The deficit of IS found in patients with ALS might be an epiphenomenon of a degenerative process involving the insula and a specific behavioural symptom. Indeed, we did not find any correlation between the degree of deficit in IS and the severity of affective symptoms such as apathy, and other psychological symptoms. Similar findings have been described in Parkinson disease, where poor IS on the heartbeat count task did not correlate with non-motor symptoms such as depression, anxiety, apathy, and cognitive functions [58]. Ricciardi et al. [58] suggested that the lack of correlation between self-reported measures of affective status and bodily awareness might reflect separate functional roles for the anterior and posterior insula, being the former involved in cognitive/affective functions and the latter in viscero-sensory/somatosensory awareness [58, 59]. In this perspective, our results might be ascribed to a dissociation between an impairment of IS, as measured by the heartbeat perception task, and a relative sparing of interoceptive processing, more closely related to affective/emotional function, in ALS.

However, our findings also showed the significant association of IS with some dimensions of alexithymia and interoceptive awareness explored by self-report questionnaires.
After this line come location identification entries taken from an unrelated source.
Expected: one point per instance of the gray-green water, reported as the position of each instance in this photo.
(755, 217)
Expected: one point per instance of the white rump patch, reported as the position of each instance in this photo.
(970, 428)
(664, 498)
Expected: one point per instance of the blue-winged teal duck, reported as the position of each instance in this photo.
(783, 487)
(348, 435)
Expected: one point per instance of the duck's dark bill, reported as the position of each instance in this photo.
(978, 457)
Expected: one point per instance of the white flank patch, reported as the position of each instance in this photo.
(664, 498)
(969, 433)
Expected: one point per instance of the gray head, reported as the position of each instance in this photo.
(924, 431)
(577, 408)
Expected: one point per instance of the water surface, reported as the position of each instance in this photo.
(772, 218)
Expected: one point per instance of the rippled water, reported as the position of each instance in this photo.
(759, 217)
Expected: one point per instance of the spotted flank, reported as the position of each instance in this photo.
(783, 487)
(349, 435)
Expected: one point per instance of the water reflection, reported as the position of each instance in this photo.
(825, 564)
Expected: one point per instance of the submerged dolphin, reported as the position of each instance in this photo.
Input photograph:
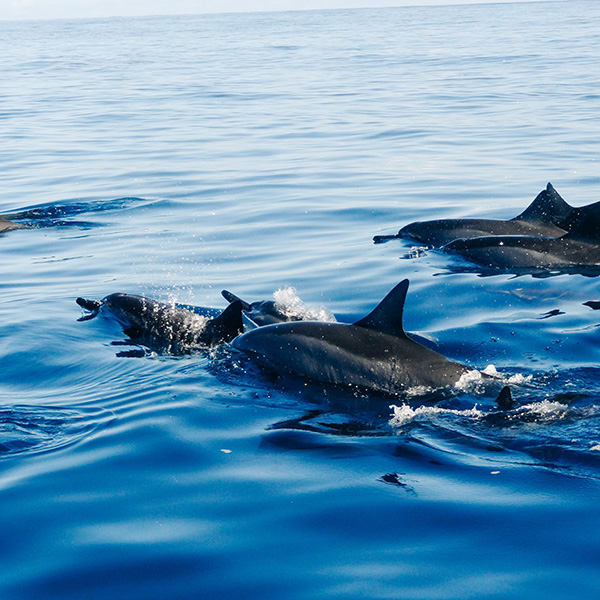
(373, 354)
(548, 215)
(575, 251)
(167, 325)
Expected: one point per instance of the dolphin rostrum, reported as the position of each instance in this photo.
(548, 216)
(167, 325)
(373, 354)
(263, 312)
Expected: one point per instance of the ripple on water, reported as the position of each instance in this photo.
(27, 429)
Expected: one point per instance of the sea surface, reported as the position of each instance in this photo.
(178, 156)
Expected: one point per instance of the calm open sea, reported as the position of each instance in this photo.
(177, 156)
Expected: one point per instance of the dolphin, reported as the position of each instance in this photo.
(548, 216)
(374, 354)
(7, 225)
(576, 251)
(263, 312)
(167, 325)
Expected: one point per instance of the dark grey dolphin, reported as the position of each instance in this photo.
(373, 354)
(263, 312)
(575, 251)
(167, 325)
(548, 215)
(6, 224)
Thus, from a different perspective, this result would demonstrate the significant functional interaction between the two components of interoception mediated by insula (cognitive/affective and viscero-sensory/somatosensory) [20]. In addition, the lack of any correlation between HRV parameters and IS suggested that the impairment of interoception does not seem to be underpinned by an alteration of the afferent autonomic pathway but rather to a degeneration of the central brain networks.
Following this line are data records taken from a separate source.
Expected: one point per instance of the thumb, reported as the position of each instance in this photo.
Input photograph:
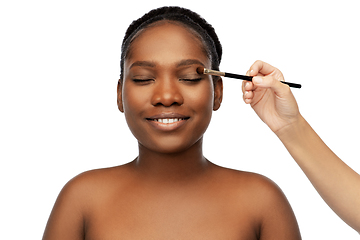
(278, 87)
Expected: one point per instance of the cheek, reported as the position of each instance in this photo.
(202, 97)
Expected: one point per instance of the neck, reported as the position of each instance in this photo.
(170, 167)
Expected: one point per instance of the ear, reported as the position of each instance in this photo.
(119, 96)
(218, 92)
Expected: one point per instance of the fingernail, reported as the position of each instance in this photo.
(257, 80)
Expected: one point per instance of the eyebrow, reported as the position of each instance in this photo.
(143, 64)
(182, 63)
(188, 62)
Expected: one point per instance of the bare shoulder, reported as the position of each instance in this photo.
(76, 202)
(265, 200)
(248, 181)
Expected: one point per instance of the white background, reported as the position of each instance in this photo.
(59, 65)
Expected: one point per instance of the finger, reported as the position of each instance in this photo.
(280, 89)
(260, 68)
(248, 97)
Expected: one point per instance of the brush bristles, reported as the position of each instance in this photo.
(200, 70)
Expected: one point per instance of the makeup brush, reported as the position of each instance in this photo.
(201, 70)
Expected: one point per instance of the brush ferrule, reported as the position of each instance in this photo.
(213, 72)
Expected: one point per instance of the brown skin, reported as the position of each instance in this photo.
(170, 191)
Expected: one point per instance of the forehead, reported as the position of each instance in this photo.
(167, 43)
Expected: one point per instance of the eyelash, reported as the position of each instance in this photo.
(182, 79)
(191, 80)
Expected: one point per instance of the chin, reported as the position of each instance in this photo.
(172, 146)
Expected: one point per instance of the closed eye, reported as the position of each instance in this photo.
(191, 79)
(138, 80)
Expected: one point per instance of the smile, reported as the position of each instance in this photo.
(167, 120)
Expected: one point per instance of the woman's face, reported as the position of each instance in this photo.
(167, 104)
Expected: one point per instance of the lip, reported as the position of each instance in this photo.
(167, 126)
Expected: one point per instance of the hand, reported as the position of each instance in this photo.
(272, 100)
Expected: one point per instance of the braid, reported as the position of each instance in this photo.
(178, 14)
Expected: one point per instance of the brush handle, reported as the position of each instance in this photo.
(294, 85)
(237, 76)
(248, 78)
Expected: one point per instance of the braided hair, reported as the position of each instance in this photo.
(186, 17)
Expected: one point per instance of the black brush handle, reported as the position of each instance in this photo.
(248, 78)
(237, 76)
(294, 85)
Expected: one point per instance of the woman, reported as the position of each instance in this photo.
(170, 191)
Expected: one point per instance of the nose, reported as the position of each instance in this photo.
(167, 93)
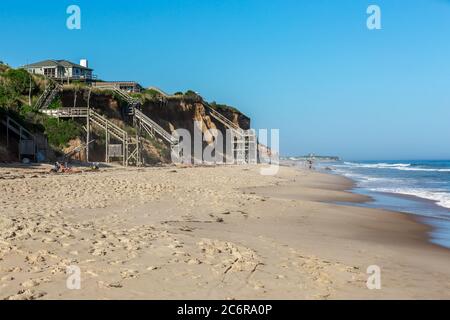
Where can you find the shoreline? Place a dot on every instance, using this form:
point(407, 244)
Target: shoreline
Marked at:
point(426, 220)
point(207, 233)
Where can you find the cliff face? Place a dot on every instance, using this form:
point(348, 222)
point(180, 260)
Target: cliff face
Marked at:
point(169, 113)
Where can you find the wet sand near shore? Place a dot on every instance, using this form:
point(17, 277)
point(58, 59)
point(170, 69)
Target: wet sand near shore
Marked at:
point(206, 233)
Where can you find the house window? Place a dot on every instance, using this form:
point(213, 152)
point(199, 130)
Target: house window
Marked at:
point(50, 72)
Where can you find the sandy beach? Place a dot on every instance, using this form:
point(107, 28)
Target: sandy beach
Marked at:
point(206, 233)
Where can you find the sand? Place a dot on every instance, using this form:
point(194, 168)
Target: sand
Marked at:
point(206, 233)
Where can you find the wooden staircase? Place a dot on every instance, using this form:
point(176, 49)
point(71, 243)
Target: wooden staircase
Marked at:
point(50, 93)
point(142, 122)
point(244, 142)
point(129, 150)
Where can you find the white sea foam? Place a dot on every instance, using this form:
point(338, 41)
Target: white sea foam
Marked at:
point(394, 166)
point(442, 198)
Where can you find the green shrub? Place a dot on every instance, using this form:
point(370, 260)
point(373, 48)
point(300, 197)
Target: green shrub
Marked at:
point(191, 93)
point(55, 104)
point(59, 133)
point(19, 80)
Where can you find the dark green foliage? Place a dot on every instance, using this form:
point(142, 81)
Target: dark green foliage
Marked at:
point(191, 93)
point(152, 93)
point(55, 104)
point(19, 81)
point(59, 133)
point(223, 107)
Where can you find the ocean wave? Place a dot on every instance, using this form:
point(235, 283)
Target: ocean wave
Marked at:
point(394, 166)
point(377, 165)
point(440, 197)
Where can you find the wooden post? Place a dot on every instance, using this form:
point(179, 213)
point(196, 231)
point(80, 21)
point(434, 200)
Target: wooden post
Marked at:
point(107, 144)
point(87, 135)
point(7, 132)
point(125, 151)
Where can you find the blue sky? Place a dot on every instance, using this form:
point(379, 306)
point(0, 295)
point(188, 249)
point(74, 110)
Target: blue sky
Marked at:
point(310, 68)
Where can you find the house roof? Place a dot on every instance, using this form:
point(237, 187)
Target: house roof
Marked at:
point(55, 63)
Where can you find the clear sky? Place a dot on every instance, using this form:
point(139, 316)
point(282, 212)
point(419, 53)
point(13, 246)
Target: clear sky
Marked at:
point(310, 68)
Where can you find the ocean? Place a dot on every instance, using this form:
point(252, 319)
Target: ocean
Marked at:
point(416, 187)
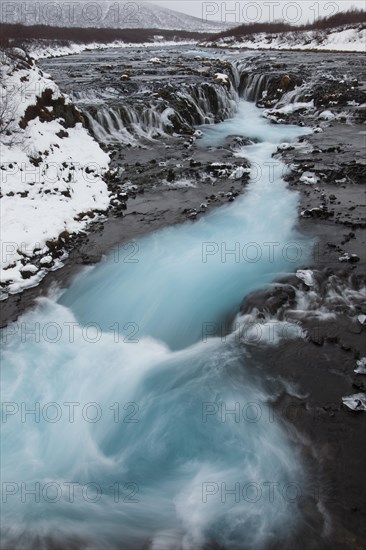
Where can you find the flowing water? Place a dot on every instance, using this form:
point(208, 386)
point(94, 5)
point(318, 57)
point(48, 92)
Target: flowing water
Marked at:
point(132, 443)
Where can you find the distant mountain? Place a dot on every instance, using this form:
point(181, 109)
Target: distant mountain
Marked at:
point(250, 31)
point(103, 14)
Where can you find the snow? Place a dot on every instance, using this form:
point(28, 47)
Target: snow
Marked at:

Lastly, we demonstrated that IS is impaired in ALS, regardless of cognitive impairment, or general attentional disturbances, pointing out that behavioural interoceptive alteration is a specific signature of emotion processing deficit. This is in line with other emotion processing disturbances described in ALS, such as recognition of facial expressions of anger, sadness, and disgust that are impaired even when the cognition is preserved [60].
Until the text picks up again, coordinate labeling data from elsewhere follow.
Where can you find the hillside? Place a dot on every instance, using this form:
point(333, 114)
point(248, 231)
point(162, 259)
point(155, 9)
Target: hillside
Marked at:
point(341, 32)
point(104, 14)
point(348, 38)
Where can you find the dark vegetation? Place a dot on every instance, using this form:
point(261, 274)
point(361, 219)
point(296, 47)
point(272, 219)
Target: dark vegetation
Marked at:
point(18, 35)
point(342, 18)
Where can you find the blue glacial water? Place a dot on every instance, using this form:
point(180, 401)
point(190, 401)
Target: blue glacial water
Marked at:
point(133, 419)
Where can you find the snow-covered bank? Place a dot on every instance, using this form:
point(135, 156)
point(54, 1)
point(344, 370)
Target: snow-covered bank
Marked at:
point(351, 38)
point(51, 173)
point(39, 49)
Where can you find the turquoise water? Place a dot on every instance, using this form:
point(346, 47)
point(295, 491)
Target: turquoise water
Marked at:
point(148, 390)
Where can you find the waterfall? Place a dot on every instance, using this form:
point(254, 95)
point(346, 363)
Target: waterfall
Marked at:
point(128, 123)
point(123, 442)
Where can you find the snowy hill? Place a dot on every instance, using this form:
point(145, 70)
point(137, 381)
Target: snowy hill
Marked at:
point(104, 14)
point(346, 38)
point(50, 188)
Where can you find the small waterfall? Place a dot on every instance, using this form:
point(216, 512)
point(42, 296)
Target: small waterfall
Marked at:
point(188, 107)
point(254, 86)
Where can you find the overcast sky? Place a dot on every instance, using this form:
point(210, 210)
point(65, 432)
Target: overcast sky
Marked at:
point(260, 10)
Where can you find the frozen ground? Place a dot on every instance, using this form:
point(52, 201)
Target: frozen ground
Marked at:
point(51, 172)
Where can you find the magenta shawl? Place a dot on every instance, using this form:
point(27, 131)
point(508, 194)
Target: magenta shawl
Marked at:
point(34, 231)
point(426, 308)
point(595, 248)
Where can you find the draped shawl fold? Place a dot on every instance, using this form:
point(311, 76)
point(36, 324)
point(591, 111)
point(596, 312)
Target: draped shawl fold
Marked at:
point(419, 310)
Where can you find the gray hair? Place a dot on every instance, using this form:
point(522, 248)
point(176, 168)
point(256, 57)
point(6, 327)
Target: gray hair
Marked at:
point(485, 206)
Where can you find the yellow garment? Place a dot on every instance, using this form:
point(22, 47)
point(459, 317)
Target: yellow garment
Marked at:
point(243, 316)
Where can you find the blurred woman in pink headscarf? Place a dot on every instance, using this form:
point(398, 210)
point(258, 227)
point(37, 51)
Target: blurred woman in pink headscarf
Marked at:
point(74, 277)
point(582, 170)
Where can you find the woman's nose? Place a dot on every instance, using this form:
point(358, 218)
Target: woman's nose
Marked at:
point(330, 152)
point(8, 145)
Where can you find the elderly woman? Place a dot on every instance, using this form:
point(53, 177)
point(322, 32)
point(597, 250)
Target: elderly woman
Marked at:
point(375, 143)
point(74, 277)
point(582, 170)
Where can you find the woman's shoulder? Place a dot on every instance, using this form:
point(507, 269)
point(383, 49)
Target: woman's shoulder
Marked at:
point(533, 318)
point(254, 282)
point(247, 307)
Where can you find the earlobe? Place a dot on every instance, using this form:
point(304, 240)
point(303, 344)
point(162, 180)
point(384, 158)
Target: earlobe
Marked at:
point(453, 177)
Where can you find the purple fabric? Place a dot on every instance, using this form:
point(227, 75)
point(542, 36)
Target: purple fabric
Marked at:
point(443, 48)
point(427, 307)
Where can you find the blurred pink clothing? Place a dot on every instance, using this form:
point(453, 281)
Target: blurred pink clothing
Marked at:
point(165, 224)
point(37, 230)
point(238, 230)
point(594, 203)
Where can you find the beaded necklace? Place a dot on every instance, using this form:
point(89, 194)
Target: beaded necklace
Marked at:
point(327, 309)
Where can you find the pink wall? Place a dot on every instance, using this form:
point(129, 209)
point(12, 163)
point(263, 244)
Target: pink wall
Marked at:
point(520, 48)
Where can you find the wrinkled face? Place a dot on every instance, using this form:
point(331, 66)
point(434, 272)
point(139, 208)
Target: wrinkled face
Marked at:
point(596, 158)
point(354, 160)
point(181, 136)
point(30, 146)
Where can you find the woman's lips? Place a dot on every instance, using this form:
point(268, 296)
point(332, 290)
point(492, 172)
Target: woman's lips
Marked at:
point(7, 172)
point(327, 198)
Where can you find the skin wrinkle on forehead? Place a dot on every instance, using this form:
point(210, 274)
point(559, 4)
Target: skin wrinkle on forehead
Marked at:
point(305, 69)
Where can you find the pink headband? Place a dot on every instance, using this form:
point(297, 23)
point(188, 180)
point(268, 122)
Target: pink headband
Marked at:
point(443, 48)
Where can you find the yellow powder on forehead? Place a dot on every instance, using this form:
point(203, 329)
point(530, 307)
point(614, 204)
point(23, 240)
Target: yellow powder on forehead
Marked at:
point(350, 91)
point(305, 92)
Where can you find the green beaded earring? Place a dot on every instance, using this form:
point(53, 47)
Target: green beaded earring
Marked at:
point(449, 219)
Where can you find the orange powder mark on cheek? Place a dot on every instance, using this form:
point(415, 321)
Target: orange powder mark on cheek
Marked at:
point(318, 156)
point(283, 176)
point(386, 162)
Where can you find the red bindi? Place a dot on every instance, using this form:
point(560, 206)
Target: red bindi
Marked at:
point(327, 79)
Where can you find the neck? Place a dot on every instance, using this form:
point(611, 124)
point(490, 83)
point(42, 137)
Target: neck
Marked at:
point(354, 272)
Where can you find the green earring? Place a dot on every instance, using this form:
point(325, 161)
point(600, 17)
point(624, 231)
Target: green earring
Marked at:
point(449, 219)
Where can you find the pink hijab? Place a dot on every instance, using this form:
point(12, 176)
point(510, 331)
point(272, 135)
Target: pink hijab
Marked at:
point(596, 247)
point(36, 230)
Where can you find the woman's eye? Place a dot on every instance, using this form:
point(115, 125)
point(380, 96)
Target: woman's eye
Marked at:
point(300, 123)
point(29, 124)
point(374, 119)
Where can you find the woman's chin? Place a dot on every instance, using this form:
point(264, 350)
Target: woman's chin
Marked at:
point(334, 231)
This study has some limitations. First, the relatively small sample size reduced the possibility to explore the association between ALS phenotypes and IS, especially when data were stratified in sub-categories according to the Strong criteria. Second, the lack of longitudinal observations did not allow to verify the reliability of the differences in IS measures between ALS and CG. Lastly, we did not assess variables potentially influencing IS such as personality traits and emotional status.

Conclusions

In conclusion, our data demonstrated a reduction of interoceptive sensitivity in patients with ALS. This deficit was related neither to presence and severity of cognitive and behavioural symptoms nor to motor disability. Our findings suggested that altered interoceptive accuracy may represent a specific behavioural sign within the spectrum of emotion processing deficits described in ALS. We speculated that impaired interoceptive processing might be linked to insular degeneration rather than to altered autonomic afferences, but this issue remains to be investigated by neuroimaging studies.